Where has 84, Charing Cross Road been all my life?
26 March 2009
Okay, who among you out there has read Helene Hanff's correspondence collection 84, Charing Cross Road?
Anyone? Now, at the risk of sounding stern, if you have read this book, why weren't you telling me to immediately drop everything, get it, and read it? I don't mean to be churlish but you might have told me this perfect little book was just out there waiting for me.*
If you haven't read it, let me explain. It is, quite simply, a small collection of letters that passed between this totally awesome New York City broad Helene and the used bookstore, Marks & Company, at 84 Charing Cross Road, London, with whom she did book business for more than twenty years. It started off sedately enough, with Helene responding to one of their ads and asking for some clean secondhand copies of a few books she was looking for. An employee at Marks, Frank Doel, responded to her queries and sent her the books she requested when he could find them. Of course, he didn't always have exactly what she wanted on hand, which prompted a letter such as:
"Frank Doel, what are you DOING over there, you are not doing ANYthing, you are just sitting AROUND.
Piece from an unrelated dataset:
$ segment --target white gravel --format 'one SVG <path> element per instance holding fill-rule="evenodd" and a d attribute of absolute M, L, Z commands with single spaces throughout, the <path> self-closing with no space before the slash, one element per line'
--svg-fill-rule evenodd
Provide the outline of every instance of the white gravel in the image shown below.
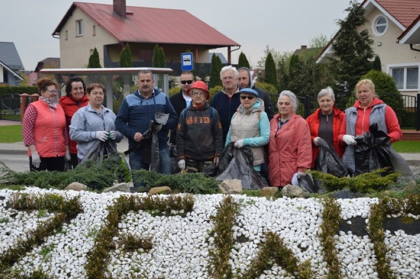
<path fill-rule="evenodd" d="M 27 253 L 13 268 L 28 271 L 40 267 L 46 274 L 56 278 L 85 278 L 86 254 L 92 248 L 96 234 L 108 213 L 106 207 L 120 194 L 64 192 L 35 187 L 22 192 L 40 195 L 56 193 L 67 199 L 79 196 L 83 212 L 70 223 L 65 224 L 61 232 L 47 238 L 45 243 Z M 18 239 L 25 239 L 27 232 L 35 228 L 40 221 L 54 216 L 47 212 L 40 217 L 35 211 L 28 212 L 6 208 L 6 203 L 13 192 L 0 190 L 0 197 L 4 198 L 0 200 L 0 220 L 8 219 L 0 223 L 0 254 L 12 247 Z M 264 241 L 264 233 L 277 231 L 299 261 L 309 259 L 318 278 L 326 278 L 328 271 L 317 236 L 322 222 L 323 208 L 317 200 L 284 197 L 273 201 L 245 195 L 234 197 L 241 205 L 233 228 L 234 236 L 239 240 L 231 251 L 230 263 L 234 273 L 238 269 L 243 271 L 249 266 L 258 251 L 258 244 Z M 123 216 L 118 225 L 119 233 L 152 236 L 153 247 L 146 252 L 139 250 L 124 253 L 117 244 L 116 249 L 109 251 L 110 261 L 105 268 L 114 278 L 144 274 L 149 278 L 160 276 L 177 279 L 209 278 L 209 251 L 213 247 L 213 238 L 209 233 L 213 228 L 210 217 L 215 215 L 216 207 L 223 197 L 222 195 L 195 195 L 193 210 L 185 217 L 152 216 L 142 210 L 130 212 Z M 369 205 L 378 200 L 338 201 L 342 208 L 341 217 L 346 220 L 356 216 L 368 217 Z M 391 269 L 397 277 L 420 278 L 420 234 L 412 236 L 401 230 L 395 233 L 387 231 L 385 237 L 385 244 L 390 248 L 388 256 Z M 117 236 L 114 240 L 117 239 Z M 373 244 L 368 236 L 340 232 L 336 240 L 344 278 L 378 278 Z M 276 264 L 260 277 L 292 278 L 288 277 L 284 270 Z"/>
Where is Leigh Hunt? Where is the Oxford Verse? Where is the Vulgate and dear goofy John Henry, I thought they'd be such nice uplifting reading for Lent and NOTHING do you send me.
you leave me sitting here writitng long margin notes in library books that don't belong to me, some day they'll find out i did it and take my library card away."
I swear to God, I'm in love with Helene Hanff.
Eventually other store staff members start writing to her, and she writes back. Because they are in postwar England, and under some pretty strict rationing, she also starts to send them packages of meats and eggs and other goodies.
Have I mentioned how I'm in love with Helene Hanff? I don't care that this book was written in 1970 and Helene has long since passed on. Don't speak to me of these mere trifles.
No kidding. Although nobody told me to go read this book immediately (oh, sure, some people mentioned I might enjoy it, but that was not nearly strong enough language) I'll do my bit here: GO READ THIS BOOK IMMEDIATELY. I read it last week (I was prompted because the novel I reviewed yesterday, The Guernsey Literary and Potato Peel Pie Society, was similar to it) and now I'm busily revising my list of five books I'd take to a desert island with me. It literally made me forget my (admittedly small and stupid) worries for an hour, and for that I am eternally grateful to Helene. I hope wherever she is in the great big ol' crazy afterlife, there's books there with her, and a nice little bookstore to boot.
*I'm not taking the chance of missing something again. I'm going on a total Helene bender now, starting with Letter from New York and moving into The Duchess of Bloombury Street.